Our responsibility is to express an opinion on the Companys internal financial controls over financial reporting based on our audit. We conducted our audit in accordance with the Guidance Note on Audit of Internal Financial Controls Over Financial Reporting (the "Guidance Note") and the Standards on Auditing deemed to be prescribed under Section 143(10) of the Act to the extent applicable to an audit of internal financial controls, both applicable to an audit of internal financial controls and both issued by the ICAI. Those Standards and the Guidance Note require that we comply with ethical requirements and plan and perform the audit to obtain reasonable assurance about whether adequate internal financial controls over financial reporting was established and maintained and if such controls operated effectively in all material respects.

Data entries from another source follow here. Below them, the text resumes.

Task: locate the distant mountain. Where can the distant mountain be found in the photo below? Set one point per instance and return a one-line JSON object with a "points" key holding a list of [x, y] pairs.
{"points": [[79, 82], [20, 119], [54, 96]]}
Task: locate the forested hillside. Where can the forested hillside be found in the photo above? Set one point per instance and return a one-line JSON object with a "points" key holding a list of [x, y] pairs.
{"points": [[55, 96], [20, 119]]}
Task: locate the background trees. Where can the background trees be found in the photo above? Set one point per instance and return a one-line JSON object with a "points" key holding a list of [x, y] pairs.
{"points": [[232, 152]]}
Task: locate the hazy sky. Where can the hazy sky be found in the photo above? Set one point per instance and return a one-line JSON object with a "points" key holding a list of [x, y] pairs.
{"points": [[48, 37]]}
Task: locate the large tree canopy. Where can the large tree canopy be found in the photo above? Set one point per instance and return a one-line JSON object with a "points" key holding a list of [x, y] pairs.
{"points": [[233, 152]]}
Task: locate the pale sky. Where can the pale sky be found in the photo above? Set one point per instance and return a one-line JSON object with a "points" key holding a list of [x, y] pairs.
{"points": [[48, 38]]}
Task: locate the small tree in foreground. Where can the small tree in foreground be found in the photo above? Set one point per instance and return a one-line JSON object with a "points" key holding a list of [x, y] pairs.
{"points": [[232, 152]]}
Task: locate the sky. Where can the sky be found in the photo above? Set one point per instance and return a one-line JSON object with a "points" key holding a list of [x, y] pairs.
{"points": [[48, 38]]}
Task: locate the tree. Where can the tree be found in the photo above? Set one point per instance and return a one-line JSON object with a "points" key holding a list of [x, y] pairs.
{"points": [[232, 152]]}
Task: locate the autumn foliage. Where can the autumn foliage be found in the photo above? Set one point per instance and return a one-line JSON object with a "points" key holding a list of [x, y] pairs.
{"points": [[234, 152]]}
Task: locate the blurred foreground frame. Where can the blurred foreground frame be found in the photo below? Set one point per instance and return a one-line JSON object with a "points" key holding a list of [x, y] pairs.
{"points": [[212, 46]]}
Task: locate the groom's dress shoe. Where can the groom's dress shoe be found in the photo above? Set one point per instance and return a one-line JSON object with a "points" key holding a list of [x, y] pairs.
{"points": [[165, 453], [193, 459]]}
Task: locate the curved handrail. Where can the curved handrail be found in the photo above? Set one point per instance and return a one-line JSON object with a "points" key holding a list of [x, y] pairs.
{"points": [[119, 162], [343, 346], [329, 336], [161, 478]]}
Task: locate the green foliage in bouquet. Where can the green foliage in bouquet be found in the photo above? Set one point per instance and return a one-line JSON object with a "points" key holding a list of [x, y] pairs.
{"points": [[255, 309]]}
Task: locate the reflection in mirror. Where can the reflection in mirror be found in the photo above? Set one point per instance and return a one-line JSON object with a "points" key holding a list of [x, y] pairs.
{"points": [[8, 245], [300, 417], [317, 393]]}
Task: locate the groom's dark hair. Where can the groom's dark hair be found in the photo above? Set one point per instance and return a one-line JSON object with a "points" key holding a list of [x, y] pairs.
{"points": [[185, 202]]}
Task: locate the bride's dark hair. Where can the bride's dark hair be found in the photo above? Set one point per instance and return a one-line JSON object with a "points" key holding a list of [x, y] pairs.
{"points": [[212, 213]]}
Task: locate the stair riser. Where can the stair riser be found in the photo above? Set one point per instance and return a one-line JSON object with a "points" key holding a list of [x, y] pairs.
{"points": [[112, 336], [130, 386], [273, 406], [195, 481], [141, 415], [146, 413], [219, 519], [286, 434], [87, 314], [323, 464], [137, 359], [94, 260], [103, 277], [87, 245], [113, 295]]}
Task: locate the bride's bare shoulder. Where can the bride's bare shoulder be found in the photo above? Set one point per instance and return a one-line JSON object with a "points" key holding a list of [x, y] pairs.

Our audit involves performing procedures to obtain audit evidence about the adequacy of the internal financial controls system over financial reporting and their operating effectiveness. Our audit of internal financial controls over financial reporting included obtaining an understanding of internal financial controls over financial reporting, assessing the risk that a material weakness exists, and testing and evaluating the design and operating effectiveness of internal control based on the assessed risk. The procedures selected depend on the auditors judgment, including the assessment of the risks of material misstatement of the financial statements, whether due to fraud or error.

We believe that the audit evidence we have obtained is sufficient and appropriate to provide a basis for our audit opinion on the Companys internal financial controls system over financial reporting.

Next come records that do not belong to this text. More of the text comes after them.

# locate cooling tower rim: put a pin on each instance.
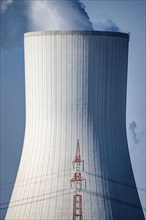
(77, 32)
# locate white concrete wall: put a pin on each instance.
(75, 88)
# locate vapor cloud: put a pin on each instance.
(135, 134)
(106, 24)
(58, 15)
(22, 16)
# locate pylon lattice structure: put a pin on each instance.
(76, 182)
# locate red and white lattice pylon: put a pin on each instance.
(77, 184)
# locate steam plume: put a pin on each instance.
(58, 15)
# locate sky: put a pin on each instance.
(18, 17)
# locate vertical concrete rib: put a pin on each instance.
(75, 88)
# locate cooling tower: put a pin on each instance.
(75, 163)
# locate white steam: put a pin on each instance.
(57, 15)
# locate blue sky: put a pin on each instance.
(125, 16)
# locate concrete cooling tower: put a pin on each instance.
(75, 163)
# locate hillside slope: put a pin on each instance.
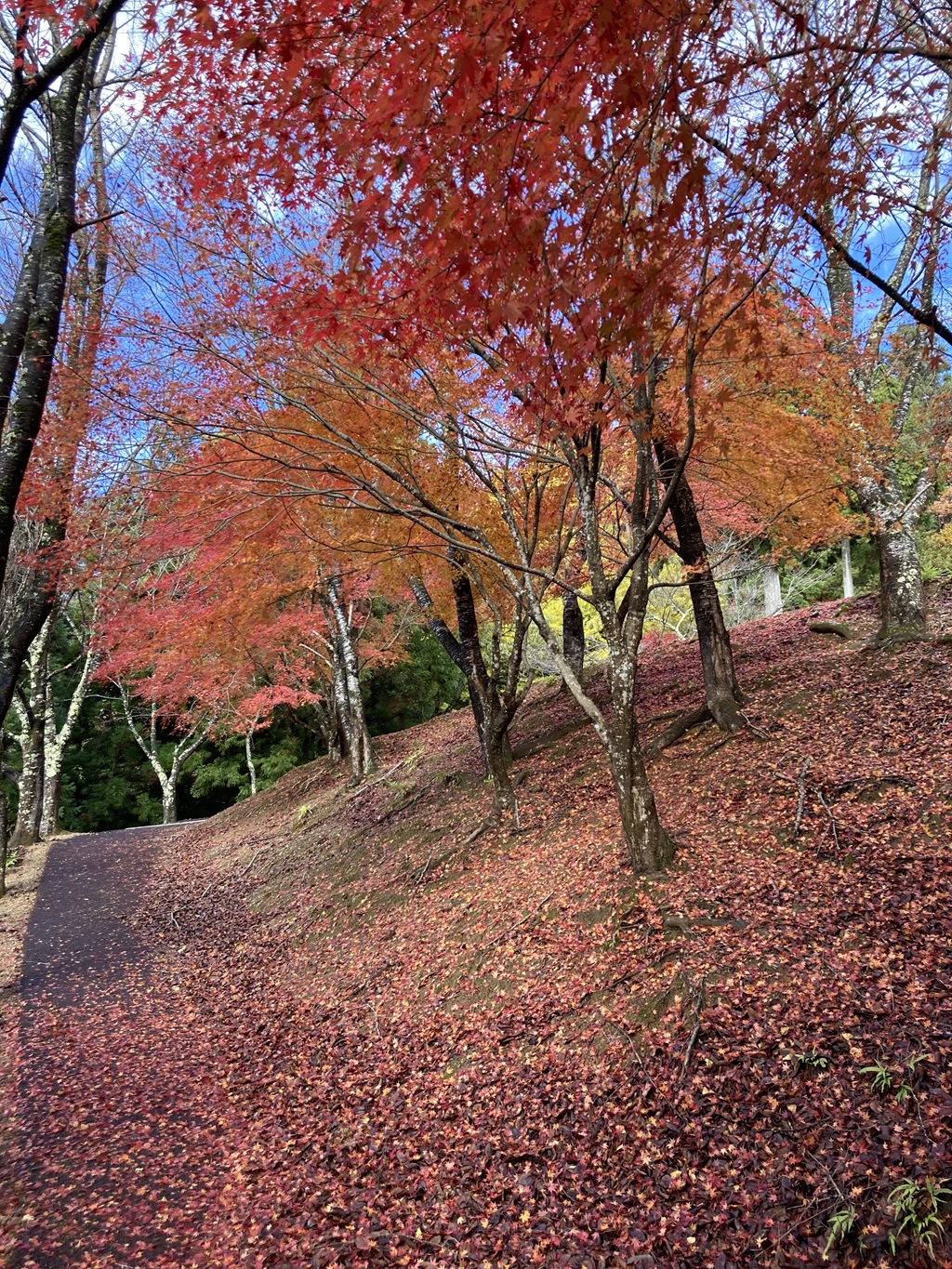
(506, 1050)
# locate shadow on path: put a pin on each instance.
(120, 1125)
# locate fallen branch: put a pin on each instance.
(518, 924)
(699, 1000)
(368, 785)
(840, 628)
(826, 805)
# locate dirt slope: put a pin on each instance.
(508, 1051)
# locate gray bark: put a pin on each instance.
(31, 330)
(181, 750)
(847, 569)
(774, 597)
(347, 688)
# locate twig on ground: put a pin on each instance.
(699, 1000)
(750, 726)
(826, 805)
(513, 928)
(801, 799)
(368, 785)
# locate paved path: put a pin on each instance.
(120, 1125)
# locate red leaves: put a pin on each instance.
(403, 1085)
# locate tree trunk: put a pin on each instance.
(774, 598)
(347, 675)
(27, 829)
(4, 815)
(170, 813)
(902, 593)
(847, 569)
(650, 848)
(250, 760)
(721, 691)
(28, 343)
(490, 712)
(52, 793)
(573, 635)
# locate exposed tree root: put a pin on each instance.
(676, 730)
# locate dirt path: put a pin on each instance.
(118, 1127)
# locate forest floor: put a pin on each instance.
(348, 1031)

Meaning of Internal Financial Controls Over Financial Reporting

A Companys internal financial control over financial reporting is a process designed to provide reasonable assurance regarding the reliability of financial reporting and the preparation of financial statements for external purposes in accordance with generally accepted accounting principles. A Companys internal financial control over financial reporting includes those policies and procedures that (1) pertain to the maintenance of records that, in reasonable detail, accurately and fairly reflect the transactions and dispositions of the assets of the company; (2) provide reasonable assurance that transactions are recorded as necessary to permit preparation of financial statements in accordance with generally accepted accounting principles, and that receipts and expenditures of the entity are being made only in accordance with authorisations of management; and (3) provide reasonable assurance regarding prevention or timely detection of unauthorised acquisition, use, or disposition of the entitys assets that could have a material effect on the financial statements (4) also provide reasonable assurance by the internal auditors through their internal audit reports given to the entity from time to time.

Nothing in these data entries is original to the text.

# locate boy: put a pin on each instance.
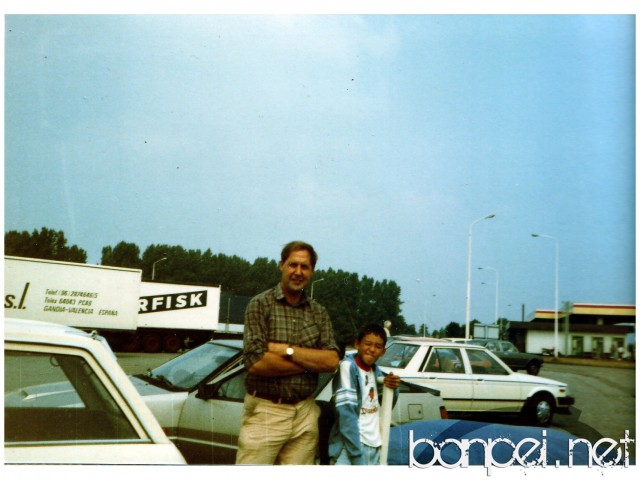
(355, 437)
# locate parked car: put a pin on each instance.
(473, 379)
(509, 354)
(67, 401)
(198, 398)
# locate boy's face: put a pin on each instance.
(370, 348)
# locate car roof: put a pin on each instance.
(437, 342)
(36, 331)
(406, 338)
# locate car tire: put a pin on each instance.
(152, 343)
(540, 409)
(171, 343)
(533, 368)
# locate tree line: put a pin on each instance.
(351, 300)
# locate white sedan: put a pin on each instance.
(473, 379)
(198, 398)
(67, 401)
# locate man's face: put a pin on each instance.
(296, 271)
(370, 348)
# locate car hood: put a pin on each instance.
(61, 394)
(436, 431)
(534, 379)
(145, 388)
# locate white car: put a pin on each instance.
(198, 398)
(67, 401)
(473, 379)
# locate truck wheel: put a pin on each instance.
(533, 368)
(541, 409)
(171, 343)
(151, 342)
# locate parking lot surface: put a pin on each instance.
(605, 396)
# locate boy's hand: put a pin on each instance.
(392, 381)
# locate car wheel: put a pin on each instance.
(533, 368)
(171, 343)
(152, 343)
(541, 409)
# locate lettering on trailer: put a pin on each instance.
(174, 301)
(10, 300)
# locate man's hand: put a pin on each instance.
(278, 348)
(392, 381)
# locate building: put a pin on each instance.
(588, 330)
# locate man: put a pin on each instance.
(288, 340)
(355, 437)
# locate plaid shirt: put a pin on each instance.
(270, 318)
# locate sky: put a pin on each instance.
(380, 139)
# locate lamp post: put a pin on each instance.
(153, 268)
(557, 273)
(313, 283)
(468, 315)
(497, 289)
(424, 324)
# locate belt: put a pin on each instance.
(275, 398)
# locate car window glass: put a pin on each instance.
(58, 398)
(483, 363)
(398, 355)
(444, 360)
(189, 369)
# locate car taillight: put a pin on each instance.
(443, 413)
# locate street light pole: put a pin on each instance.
(468, 315)
(497, 289)
(557, 274)
(153, 268)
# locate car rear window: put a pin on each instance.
(398, 355)
(58, 398)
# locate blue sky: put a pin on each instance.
(377, 138)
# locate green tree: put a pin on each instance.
(47, 244)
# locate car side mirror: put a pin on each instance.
(207, 391)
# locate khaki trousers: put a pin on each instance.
(278, 434)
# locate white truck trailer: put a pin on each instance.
(129, 313)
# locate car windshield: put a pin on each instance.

Inherent Limitations of Internal Financial Controls Over Financial Reporting

Because of the inherent limitations of internal financial controls over financial reporting, including the possibility of collusion or improper management override of controls, material misstatements due to error or fraud may occur and not be detected. Also, projections of any evaluation of the internal financial controls over financial reporting to future periods are subject to the risk that the internal financial control over financial reporting may become inadequate because of changes in conditions, or that the degree of compliance with the policies or procedures may deteriorate.

Opinion

In our opinion, to the best of our information and according to the explanations given to us, the Company has, broadly, in all material respects, an adequate internal financial controls system over financial reporting and such internal financial controls over financial reporting were operating effectively as at 31st March, 2023, based on the internal control over financial reporting criteria established by the Company considering the essential component of internal control stated in the Guidance Note on Audit of Internal Financial Controls Over Financial Reporting issued by the Institute of Chartered Accountants of India.